When at last we were under way again the Germans in my compartment took to comparing notes. One, a doctor, was bewailing the “plain theft” of a surgical appliance of rubber which the Poles had confiscated in spite of what seemed to be complete proof that it was his private property and not part of the German army supplies. A foxy-faced country youth, who had carefully changed from shoes to high boots just before the arrival at Wronki, changed back again now with the announcement that there were some four thousand marks concealed between the boot soles. The younger schoolmaster threw off the disguise with which he had covered his real thoughts and announced, vociferously:
“You drive me out to work for my livelihood! I will work for my Fatherland at the same time. I will go to Bromberg this very evening and join the army again. We shall see whether the Poles can keep Posen.”
The two other young men asserted that they, too, had left with exactly that intention. An indignation meeting against the Poles raged for an hour or more.
“I could have remained and kept my position,” went on the schoolmaster, “if I had wanted to turn Polack. Both my parents were Polish; I spoke it before I did German; but I shall always remain a true son of the Fatherland, no matter what happens to it.”

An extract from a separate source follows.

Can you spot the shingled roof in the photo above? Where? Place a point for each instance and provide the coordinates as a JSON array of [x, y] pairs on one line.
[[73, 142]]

A few hundred yards from Kreuz station our train halted for more than an hour and gave us the pleasure of watching the Berlin express go on without us. Though it would have been a matter of twenty seconds to have sprinted across the delta between the two lines, armed boy soldiers prevented any one from leaving his compartment. To all appearances it was a case of “pure meanness” on the part of the German authorities. Our wrath at being forced to wait a half-day for a dawdling local train was soon appeased, however, by the announcement that we were the last travelers who would be allowed to enter Germany from the province of Posen “until the war was over.” The frontier had been closed by orders from Berlin. It is a long way round from Poland to Holland, and amid the turmoil of gloomy men, disheveled women, and squalling children who had been turned back with their goal so near I found cause to be personally thankful, particularly as I succeeded in eluding during all the afternoon the glassy eye of the cantankerous dyspeptic, who buffeted his way now and then through the throng.
Some things are still cheap in Germany. A twelve-word telegram from Kreuz to Berlin cost me nine cents—and it was delivered in telegraphic haste. The hungry passengers from farther east with whom I shared a compartment that evening eyed me greedily as I supped on the supplies I had brought from Posen. One man wearing several diamonds leaned toward me as I was cutting my coffee-brown loaf and sighed, reminiscently, “What beautiful white bread!” When I offered to share it with him, however, he refused vigorously, as if his pride would not permit him to accept what his appetite was so loudly demanding. Unable to find a place in the section to which my third-class ticket entitled me, I was riding second-class. The train-guard on his rounds confiscated my ticket and ignored my offer to pay the difference, with a stern, “It is unlawful to ride in a higher class.” On the Friedrichstrasse platform, however, instead of conducting me to his superiors, he sidled up to me in the darkness and murmured, “If you have a five-mark note with you it will be all right.” Germany is changing indeed if her very railway employees are taking on these Latin characteristics.